Neither the statute nor the regulations provide any definition of “Losses from wagering transactions” as used in section 165(d). The legislative history also provides no insight, as it does not address this specific point. Offutt offered no reasoning to support the conclusion that “Losses from wagering transactions” should be interpreted to cover both the cost of losing wagers as well as the more general expenses incurred in the conduct of a gambling business. Although Offutt’’s interpretation of “Losses from wagering transactions” has generally been followed by this Court in the 60 years since the case was decided, see Praytor v. Commissioner, T.C. Memo. 2000-282; Kochevar v. Commissioner, T.C. Memo. 1995-607; Kozma v. Commissioner, T.C. Memo. 1986-177;13 but see Meredith v. Commissioner, T.C. Memo. 1984-651 (allowing deduction of professional gambler’s transportation expense where wagering losses exceeded gains), no Court of Appeals other than that for the First Circuit in Estate of Todisco has had occasion to directly address it. For the reasons discussed below, we conclude that reconsideration of Offutt’s interpretation of “Losses from wagering transactions” is warranted and that it should no longer be followed.

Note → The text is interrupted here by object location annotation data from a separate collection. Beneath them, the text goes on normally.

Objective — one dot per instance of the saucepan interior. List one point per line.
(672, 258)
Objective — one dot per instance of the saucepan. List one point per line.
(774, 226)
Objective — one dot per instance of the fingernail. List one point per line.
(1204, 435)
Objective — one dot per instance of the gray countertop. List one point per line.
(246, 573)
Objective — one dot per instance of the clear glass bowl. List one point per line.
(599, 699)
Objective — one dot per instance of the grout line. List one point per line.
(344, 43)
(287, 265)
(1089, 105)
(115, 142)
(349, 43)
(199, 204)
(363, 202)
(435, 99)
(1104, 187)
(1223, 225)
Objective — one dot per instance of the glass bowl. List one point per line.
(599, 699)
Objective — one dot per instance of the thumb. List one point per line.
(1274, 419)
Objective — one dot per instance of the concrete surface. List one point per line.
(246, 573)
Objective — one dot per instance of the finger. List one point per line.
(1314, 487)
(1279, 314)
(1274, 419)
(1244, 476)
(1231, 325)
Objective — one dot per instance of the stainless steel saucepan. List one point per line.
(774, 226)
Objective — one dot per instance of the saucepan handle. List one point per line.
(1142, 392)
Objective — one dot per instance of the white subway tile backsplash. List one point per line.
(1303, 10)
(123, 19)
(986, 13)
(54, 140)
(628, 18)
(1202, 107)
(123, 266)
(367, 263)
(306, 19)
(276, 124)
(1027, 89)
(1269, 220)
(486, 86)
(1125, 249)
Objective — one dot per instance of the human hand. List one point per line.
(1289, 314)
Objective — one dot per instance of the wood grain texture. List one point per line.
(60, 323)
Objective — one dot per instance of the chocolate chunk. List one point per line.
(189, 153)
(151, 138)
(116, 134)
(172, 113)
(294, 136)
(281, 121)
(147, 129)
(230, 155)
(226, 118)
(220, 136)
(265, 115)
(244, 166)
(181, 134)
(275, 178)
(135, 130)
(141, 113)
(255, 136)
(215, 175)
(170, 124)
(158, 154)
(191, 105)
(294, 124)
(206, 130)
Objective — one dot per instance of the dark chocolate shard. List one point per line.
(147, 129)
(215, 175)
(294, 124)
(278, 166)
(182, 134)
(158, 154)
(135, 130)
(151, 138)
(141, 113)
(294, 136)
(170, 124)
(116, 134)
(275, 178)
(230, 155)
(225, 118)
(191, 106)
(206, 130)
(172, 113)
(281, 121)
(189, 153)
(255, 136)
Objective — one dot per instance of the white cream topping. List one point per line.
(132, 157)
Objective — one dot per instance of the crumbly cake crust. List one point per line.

While no Court of Appeals other than that for the First Circuit has directly addressed whether “Losses from wagering transactions” as used in section 165(d) encompass the business expenses of a professional gambler, various Courts of Appeals and this Court have considered the other side of the section 165(d) equation — “gains from such transactions” — and construed that phrase quite narrowly. The Courts of Appeals for the Fifth and Ninth Circuits and this Court have rejected arguments for an expansive reading of gains from wagering transactions and confined the phrase to the proceeds from a wager by the taxpayer where the taxpayer stands to gain or lose on the basis of chance. See Boyd v. United States, 762 F.2d 1369 (9th Cir. 1985); Allen v. U.S. Govt. Dept. of Treasury, 976 F.2d 975 (5th Cir. 1992); Bevers v. Commissioner, 26 T.C. 1218 (1956); see also Williams v. Commissioner, T.C. Memo. 1980-494. But see Libutti v. Commissioner, T.C. Memo. 1996-108.

In Boyd v. United States, supra, the Court of Appeals for the Ninth Circuit, in addition to finding that professional gambler Boyd’s losses from poker played as a casino employee to attract customers were losses from wagering transactions limited by section 165(d), was also faced with Boyd’s claim that his share of the casino’s “take-off” from poker games conducted on the premises constituted gains from wagering transactions for purposes of section 165(d). Take-off was the fee the house charged card players for playing poker in the casino, computed either hourly or as a share of each pot, and Boyd was paid pursuant to his employment contract a portion of the take-off from the poker games in which he participated.

Finding no statutory or regulatory definition of “gains from wagering transactions”, the Court of Appeals reasoned that the words should be given their “ordinary meaning.” Boyd v. United States, supra at 1373. The court summarized the parties’ arguments and its conclusion as follows:

The IRS argues that the phrase means gain from a wagering transaction entered into by the taxpayer. Boyd argues that it means gain flowing to the taxpayer from a wagering transaction, whether as a participant or as the house taking a table rental. While there is no controlling authority, the IRS position is more persuasive. [Id,.]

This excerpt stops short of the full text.